Design-wise, I’m torn. I love the bold colors, particularly the Solar Red. However, I loathe glass backs, and HTC’s “liquid surface” appears to be more glass than not. While they did add IP67 dust and waterproof ratings, I’ve become increasingly concerned about the overall stability of my smartphone, especially after experiencing a recent shattering of my own. The HTC U 11 has slightly curved edges on both sides, which makes me nervous. However, along with the USB-C to 3.5mm adapter and the USonic headphones, HTC also includes a clear free case. It doesn’t look too protective, but at least it’s something. Like the U Ultra, it’s shiny and it’s pretty, but anything glass-like is terribly impractical to put on the back of a phone from my perspective.
The top and bottom bezels are quite large, with the chin featuring a physical home button. I never really have been tough on bezels or how big or small they are. I don’t seem to notice either way. But shrinking bezels are a pretty big deal this year, so it will be interesting to see if it will have an effect on purchasing decisions if the HTC U 11 is placed next to devices like the Galaxy S8 or LG G6 on retail shelves.
In the end, I tried to take everything into consideration. I was hoping HTC would continue to utilize the metal unibody they had become so well-known for, because I’ll take dents over a shattering any day.

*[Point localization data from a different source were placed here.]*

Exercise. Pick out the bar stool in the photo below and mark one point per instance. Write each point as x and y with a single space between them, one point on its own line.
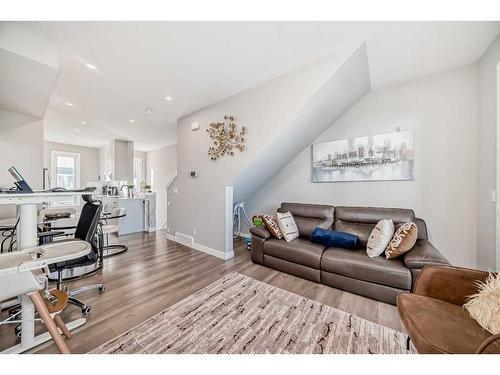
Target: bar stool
110 226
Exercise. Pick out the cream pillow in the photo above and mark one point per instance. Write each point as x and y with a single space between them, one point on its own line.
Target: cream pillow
484 307
287 226
379 238
403 240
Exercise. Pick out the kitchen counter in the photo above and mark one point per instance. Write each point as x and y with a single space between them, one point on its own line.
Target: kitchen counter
140 211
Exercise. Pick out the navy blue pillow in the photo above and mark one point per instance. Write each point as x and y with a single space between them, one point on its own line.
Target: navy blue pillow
331 238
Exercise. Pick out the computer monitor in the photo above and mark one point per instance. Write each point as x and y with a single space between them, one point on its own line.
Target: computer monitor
22 185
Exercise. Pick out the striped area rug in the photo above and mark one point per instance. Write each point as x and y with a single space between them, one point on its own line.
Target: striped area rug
238 314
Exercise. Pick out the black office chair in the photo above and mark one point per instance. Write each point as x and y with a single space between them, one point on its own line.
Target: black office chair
86 230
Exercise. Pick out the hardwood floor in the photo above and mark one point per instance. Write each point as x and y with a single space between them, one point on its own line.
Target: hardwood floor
155 273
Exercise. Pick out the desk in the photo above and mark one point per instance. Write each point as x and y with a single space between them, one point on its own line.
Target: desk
27 237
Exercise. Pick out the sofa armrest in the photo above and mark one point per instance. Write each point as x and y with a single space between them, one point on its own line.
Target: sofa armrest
261 232
448 283
423 254
490 346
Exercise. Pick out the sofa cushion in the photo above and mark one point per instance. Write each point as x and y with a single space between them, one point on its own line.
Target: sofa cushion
439 327
360 221
309 216
403 241
300 251
358 265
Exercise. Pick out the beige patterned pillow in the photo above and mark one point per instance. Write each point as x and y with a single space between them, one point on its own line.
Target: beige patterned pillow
272 226
484 307
287 226
379 238
403 241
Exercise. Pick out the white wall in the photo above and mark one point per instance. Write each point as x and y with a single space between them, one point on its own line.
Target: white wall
21 145
267 111
89 160
161 168
441 110
486 158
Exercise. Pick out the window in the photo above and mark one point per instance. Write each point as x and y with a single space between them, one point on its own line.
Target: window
65 173
137 173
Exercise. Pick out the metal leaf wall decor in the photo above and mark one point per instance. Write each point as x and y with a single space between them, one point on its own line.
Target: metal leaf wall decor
226 138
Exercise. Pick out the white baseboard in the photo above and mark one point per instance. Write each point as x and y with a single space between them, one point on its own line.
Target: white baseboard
189 242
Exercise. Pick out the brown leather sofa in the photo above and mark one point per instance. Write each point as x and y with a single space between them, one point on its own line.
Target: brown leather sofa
434 317
350 270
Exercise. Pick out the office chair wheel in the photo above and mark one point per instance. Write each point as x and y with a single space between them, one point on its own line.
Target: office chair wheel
86 310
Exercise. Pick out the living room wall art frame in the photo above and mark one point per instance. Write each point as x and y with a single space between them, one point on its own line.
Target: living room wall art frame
382 157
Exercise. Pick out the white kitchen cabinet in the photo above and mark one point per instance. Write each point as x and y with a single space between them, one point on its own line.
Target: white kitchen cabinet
116 161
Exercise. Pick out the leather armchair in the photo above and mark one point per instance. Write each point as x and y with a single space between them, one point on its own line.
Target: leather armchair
434 317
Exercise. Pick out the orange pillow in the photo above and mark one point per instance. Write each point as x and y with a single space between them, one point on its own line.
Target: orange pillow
403 240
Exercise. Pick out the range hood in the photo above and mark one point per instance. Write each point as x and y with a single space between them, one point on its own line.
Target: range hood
116 161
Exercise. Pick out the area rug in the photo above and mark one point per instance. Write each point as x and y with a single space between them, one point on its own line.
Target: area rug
237 314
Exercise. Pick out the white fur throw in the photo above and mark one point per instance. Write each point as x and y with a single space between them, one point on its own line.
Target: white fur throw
484 307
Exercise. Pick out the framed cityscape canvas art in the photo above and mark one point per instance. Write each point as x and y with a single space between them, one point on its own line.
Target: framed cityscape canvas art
381 157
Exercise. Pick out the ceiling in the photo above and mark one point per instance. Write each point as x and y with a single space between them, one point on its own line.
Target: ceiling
138 64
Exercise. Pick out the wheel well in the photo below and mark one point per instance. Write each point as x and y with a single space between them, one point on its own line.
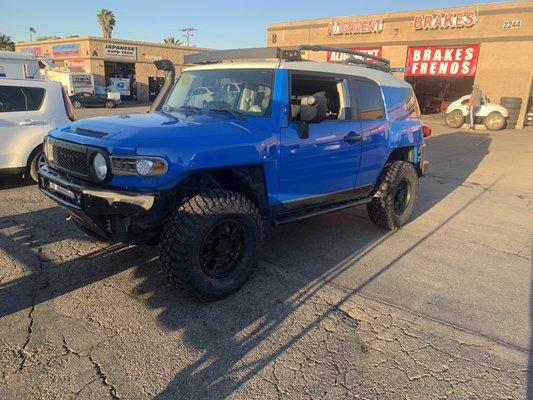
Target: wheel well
32 153
247 180
405 154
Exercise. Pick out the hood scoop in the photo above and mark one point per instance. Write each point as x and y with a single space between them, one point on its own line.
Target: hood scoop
90 131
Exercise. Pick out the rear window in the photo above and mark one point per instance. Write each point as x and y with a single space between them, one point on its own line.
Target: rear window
17 98
369 101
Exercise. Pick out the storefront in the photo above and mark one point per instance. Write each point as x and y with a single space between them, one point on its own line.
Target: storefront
125 65
440 52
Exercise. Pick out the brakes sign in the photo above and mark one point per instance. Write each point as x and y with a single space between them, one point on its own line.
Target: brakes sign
442 61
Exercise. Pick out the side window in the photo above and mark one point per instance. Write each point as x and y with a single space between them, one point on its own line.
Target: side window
16 98
370 102
333 89
411 104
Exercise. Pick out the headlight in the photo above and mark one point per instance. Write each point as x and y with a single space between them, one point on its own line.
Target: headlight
47 149
99 166
139 166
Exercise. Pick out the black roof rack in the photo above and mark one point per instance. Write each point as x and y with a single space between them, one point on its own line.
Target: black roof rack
217 56
355 57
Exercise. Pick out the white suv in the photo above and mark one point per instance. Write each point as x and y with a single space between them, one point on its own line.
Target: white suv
29 109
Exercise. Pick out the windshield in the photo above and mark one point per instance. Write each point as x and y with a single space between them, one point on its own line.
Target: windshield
237 91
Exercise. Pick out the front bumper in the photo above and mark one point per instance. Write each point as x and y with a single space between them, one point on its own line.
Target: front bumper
123 216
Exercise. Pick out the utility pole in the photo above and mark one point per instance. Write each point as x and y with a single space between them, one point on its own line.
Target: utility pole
187 34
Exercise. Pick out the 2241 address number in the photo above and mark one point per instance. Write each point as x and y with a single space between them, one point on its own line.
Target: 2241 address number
513 24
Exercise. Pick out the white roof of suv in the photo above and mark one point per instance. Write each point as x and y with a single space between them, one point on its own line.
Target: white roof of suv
380 77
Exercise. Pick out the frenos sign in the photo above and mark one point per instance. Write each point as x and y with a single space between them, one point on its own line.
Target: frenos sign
447 20
442 60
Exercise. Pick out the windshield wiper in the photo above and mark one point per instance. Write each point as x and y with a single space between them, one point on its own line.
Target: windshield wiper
236 114
197 110
168 108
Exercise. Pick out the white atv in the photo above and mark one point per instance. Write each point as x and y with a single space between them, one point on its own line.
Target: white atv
493 116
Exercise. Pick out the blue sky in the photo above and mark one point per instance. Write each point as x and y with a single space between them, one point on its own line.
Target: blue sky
220 24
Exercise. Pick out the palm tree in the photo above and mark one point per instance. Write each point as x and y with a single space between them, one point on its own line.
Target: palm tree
6 43
172 40
106 19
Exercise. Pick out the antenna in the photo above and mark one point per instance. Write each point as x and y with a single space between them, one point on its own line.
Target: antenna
187 34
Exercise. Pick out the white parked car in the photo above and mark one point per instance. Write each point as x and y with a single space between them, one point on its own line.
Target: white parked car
29 109
493 116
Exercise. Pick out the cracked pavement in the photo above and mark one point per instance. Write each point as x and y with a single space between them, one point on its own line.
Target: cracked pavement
336 310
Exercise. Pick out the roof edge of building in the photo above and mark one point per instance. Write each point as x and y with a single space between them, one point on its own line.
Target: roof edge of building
495 5
101 39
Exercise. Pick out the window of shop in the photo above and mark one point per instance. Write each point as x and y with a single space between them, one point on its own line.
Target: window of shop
441 74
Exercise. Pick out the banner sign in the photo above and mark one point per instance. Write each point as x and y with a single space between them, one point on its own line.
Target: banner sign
335 56
36 51
120 51
442 60
74 63
354 27
445 20
61 50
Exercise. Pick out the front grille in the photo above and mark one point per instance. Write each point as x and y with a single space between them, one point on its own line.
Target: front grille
69 159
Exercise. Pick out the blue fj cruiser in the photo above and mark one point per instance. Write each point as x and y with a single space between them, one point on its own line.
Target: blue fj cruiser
229 146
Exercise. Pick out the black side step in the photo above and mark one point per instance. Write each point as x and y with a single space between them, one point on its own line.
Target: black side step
318 211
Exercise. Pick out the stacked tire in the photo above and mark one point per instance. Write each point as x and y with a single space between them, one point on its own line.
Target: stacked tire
513 105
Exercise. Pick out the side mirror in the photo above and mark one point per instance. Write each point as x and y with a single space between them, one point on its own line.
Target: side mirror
313 108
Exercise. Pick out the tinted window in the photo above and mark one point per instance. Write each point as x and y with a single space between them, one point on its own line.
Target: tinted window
332 89
15 98
370 102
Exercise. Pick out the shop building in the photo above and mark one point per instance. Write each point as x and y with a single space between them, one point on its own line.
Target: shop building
441 52
112 58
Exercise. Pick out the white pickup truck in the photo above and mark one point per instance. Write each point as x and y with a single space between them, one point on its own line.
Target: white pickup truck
493 116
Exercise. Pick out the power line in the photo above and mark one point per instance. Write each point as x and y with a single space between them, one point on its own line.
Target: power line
187 34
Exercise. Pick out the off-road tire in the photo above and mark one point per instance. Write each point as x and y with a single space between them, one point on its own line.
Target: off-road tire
495 121
455 119
182 238
381 210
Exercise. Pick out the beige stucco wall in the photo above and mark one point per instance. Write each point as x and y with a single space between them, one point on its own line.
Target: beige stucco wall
93 58
505 65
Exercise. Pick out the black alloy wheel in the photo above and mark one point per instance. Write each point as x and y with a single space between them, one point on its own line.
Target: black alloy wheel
222 249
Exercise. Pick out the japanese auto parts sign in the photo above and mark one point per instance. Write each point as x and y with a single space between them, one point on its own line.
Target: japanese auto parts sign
61 50
116 50
442 60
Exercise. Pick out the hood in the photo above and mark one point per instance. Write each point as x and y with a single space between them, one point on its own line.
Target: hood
134 129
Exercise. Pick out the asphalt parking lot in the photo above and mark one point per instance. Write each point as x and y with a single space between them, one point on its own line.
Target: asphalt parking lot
337 309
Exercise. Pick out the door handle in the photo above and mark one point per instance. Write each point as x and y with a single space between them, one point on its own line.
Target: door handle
353 137
29 122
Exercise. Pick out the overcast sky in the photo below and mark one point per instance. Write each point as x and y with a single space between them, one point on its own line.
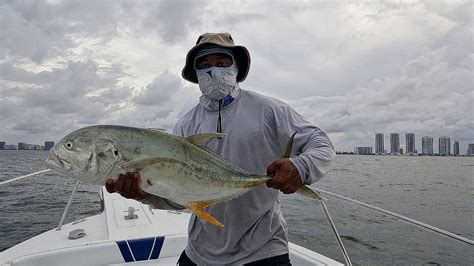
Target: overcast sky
353 69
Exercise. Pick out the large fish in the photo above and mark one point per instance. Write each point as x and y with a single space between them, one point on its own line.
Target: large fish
176 168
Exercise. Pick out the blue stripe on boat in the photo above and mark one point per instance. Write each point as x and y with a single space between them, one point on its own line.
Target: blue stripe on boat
141 248
157 249
127 256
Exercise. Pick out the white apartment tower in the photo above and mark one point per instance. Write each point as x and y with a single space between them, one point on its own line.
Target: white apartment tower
427 145
379 143
444 144
394 143
410 143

On the other hand, I hate the glass back equally as much on the Samsung Galaxy S7, but I still like the device, so it seems unfair to hold that against HTC. The colors are bold and bright, the specs are great, and most importantly (in my opinion) HTC did something different that seems like it could be quite useful. Of course, real world testing is in order to make sure that it works and isn’t prone to accidental squeezes, but it was still refreshing to see something different. HTC also included a bunch of accessories in the box, which was part of the reason why my opinion of the U Ultra was so negative (no headphone jack; no adapter). However, the HTC U 11 seems well thought-out. It almost makes the HTC U Ultra seem like a bad placeholder.
Without pricing and knowledge of whether HTC will push marketing on the HTC U 11 or not, it’s impossible to estimate how well it will do. The HTC U 11 is estimated to start at $649, which would make it $100 less than the U Ultra. With the device launching next week in specific regions and full availability in early June, we will find out soon enough.
Readers, what are your thoughts on the HTC U 11? Are you considering making this phone your next main squeeze? (Or daily driver. Same thing.)